All together, these developments create the necessary knowledge, the essential tools, and the urgent need to develop a
new educational paradigm. Universal literacy, unachievable in a solely print-based society, may be possible with new
understanding about learning and new network and multimedia technologies. Equally possible is the increasing inclusion
of learners whose backgrounds, skills, abilities/disabilities, and interests do not fit traditional "mainstream" models
of learning.
The Book
CAST's book, Teaching Every Student in the Digital Age: Universal Design for Learning
(Association for Supervision and Curriculum Development, 2002), discusses and illustrates Universal
Design for Learning as a framework for understanding the needs of diverse learners and educating them.

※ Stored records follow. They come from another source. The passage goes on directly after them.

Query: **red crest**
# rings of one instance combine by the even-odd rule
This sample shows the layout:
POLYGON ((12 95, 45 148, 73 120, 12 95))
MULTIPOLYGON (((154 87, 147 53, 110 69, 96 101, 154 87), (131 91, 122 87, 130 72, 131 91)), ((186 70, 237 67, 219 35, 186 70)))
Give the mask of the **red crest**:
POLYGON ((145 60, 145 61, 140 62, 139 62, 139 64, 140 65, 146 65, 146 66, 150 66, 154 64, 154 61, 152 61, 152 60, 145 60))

Universal Design for Learning (UDL) is a new paradigm for teaching, learning, and the development, selection, and
use of curriculum materials. Teaching Every Student in the Digital Age frames UDL within the most recent research and literature on instruction and curriculum, and sets it clearly in the context of current real-world issues that teachers face, including teaching children of diverse abilities and disabilities, standards and assessment, technology use, and education policy.
Drs. Anne Meyer and David Rose and contributing writers present case studies of diverse students, illustrations of teacher practice, demonstrations of software tools and learner technologies, and research from neuroscience and psychology.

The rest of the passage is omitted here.